Here again we find a striking example of Paul’s doctrine of participation. First, Christians participate in the Body and Blood of Jesus Christ through the Eucharistic meal. Second, the people of Israel who ate the Old Testament sacrifices were “partners in the altar.” Third, pagans who sacrifice meat to idols, that is to say demons, become “partners with demons.” Last of all, Paul concludes that a Christian “cannot partake of the table of the Lord and the table of demons.” Just as Israelite sacrifices and pagan sacrifices allowed worshippers to partake of spiritual realities through their altars, so also Christians become partakers of the sacrifice of Christ through the Eucharist.
It is indeed odd that Protestants deny that the “Lord’s table” is an “altar” since Paul so clearly identifies the “table of the Lord” with an “altar” in this passage. This antagonism to “Christian altars” is especially unwarranted when we consider that the Epistle to the Hebrews explicitly states that the Church of Jesus Christ worships at an altar from which we eat and drink the sacrifice of Christ:
We have an altar from which those who serve the tent [i.e. the Old Testament tabernacle] have no right to eat. For the bodies of those animals whose blood is brought into the sanctuary by the high priest as a sacrifice for sin are burned outside the camp. So Jesus also suffered outside the gate in order to sanctify the people through his own blood (Heb 13:10-13).

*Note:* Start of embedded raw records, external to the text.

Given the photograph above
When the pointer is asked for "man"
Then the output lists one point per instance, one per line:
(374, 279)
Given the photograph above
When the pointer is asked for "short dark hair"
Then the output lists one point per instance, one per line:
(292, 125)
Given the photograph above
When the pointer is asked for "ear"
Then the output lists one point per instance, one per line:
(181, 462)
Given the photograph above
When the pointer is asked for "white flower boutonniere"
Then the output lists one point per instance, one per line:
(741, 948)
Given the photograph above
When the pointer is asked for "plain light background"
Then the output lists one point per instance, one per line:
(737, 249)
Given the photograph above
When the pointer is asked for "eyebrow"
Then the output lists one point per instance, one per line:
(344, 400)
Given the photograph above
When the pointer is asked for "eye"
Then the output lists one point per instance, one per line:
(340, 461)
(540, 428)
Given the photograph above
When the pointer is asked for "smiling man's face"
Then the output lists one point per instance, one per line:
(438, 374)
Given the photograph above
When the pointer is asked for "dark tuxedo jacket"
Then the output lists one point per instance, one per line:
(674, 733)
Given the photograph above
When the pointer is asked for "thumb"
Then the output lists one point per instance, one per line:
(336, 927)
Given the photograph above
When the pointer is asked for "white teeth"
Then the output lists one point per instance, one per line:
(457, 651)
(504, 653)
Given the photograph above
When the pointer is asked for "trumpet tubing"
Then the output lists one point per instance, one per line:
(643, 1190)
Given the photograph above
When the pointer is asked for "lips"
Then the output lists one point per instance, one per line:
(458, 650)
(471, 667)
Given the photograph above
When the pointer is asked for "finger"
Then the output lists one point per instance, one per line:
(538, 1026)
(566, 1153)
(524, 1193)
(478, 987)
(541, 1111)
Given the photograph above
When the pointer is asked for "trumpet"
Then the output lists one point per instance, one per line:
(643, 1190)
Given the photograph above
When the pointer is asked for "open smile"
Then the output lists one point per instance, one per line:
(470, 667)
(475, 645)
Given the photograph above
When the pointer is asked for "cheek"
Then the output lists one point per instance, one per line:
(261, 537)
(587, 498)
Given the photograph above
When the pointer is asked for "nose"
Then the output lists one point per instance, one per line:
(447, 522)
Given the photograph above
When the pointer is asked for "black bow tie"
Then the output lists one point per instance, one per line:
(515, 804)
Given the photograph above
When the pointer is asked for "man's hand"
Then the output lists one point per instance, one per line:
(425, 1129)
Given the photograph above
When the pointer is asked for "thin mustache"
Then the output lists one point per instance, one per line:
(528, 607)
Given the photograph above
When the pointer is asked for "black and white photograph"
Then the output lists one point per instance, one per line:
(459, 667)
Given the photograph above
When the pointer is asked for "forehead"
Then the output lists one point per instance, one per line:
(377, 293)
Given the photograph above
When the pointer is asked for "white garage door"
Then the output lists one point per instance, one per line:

This passage in Hebrews indicates that Christians possess an altar that corresponds to the altar of Jewish tabernacle in Jerusalem. Whereas the Jewish people sacrificed the body and blood of bulls and goats on that altar, Christians have an altar from which even the Jewish priests “have no right to eat.” The sacrifice which the Christians eat is “Jesus who suffered” and who sanctified “the people through his own blood.”

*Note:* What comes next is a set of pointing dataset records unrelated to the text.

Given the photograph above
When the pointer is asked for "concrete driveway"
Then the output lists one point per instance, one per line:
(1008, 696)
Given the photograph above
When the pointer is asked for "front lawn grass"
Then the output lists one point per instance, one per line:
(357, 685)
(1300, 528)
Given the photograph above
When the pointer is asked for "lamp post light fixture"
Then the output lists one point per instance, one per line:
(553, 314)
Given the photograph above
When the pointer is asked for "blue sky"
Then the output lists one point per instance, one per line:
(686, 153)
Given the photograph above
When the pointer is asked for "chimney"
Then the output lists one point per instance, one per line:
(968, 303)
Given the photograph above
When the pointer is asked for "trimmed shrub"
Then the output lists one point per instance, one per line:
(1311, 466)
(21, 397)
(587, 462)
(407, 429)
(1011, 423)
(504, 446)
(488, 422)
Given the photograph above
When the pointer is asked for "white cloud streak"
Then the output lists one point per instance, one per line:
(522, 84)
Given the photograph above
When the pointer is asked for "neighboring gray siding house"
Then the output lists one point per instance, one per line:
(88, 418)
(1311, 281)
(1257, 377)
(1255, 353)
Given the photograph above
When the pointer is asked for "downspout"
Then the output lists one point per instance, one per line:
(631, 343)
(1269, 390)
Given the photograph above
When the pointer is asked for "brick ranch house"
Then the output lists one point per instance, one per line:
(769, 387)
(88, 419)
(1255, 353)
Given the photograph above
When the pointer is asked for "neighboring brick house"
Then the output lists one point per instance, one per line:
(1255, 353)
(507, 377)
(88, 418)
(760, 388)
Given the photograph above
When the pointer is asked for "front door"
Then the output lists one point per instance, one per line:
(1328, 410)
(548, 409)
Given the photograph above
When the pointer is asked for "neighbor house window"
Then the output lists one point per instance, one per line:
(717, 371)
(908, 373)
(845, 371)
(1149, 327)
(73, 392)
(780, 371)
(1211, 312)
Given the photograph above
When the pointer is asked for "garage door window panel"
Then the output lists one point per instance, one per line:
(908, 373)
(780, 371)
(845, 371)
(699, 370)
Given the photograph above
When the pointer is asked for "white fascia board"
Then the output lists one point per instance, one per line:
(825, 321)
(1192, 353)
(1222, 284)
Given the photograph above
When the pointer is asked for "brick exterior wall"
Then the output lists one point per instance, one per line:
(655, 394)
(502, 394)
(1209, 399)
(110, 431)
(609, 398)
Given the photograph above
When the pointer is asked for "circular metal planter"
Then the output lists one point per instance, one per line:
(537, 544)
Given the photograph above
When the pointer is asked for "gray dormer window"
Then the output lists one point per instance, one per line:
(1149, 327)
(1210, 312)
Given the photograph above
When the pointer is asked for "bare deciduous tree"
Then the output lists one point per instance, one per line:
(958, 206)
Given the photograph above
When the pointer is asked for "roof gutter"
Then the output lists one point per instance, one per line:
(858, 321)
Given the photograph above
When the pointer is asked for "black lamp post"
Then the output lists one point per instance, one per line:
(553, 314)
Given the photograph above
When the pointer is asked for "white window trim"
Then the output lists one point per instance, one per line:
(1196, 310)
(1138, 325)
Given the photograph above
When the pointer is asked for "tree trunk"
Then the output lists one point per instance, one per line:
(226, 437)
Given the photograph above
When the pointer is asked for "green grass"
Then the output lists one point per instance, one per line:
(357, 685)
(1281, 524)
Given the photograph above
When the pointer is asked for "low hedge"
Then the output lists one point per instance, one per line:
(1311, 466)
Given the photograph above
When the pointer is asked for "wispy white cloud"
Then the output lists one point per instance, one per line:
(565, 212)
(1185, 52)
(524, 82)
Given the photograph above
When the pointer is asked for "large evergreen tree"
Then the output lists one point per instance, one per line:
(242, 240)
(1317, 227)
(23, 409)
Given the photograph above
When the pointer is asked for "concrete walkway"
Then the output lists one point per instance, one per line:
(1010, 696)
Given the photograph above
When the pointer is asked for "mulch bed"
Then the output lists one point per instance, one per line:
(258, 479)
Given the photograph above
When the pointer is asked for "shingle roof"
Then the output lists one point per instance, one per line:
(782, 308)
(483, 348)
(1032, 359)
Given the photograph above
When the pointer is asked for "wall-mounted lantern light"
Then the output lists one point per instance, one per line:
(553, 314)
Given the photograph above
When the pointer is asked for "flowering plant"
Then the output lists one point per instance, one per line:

The passage no doubt refers to the Christian Eucharist of which Christians have a right to eat as partakers of Christ. If we peal back the English translation of Hebrews 13:10-13 we see that the Greek word for altar is thusiasterion. This word is a compound of the Greek word thusia (“sacrifice”) and sterion (“fixed place”). To render it literally, Hebrews 13:10 reads: “We have a fixed place of sacrifice.” The concept of Eucharistic sacrifice is built in to the very word for altar as a place of sacrifice.
 Didache 9:1.
 Saint Justin Martyr, First Apology 1, 65-67 (Patrologia Graeca 6, 428-429).
 Council of Trent, Session 22, Chapter 1.
 Council of Trent, Session 22, Chapter 1.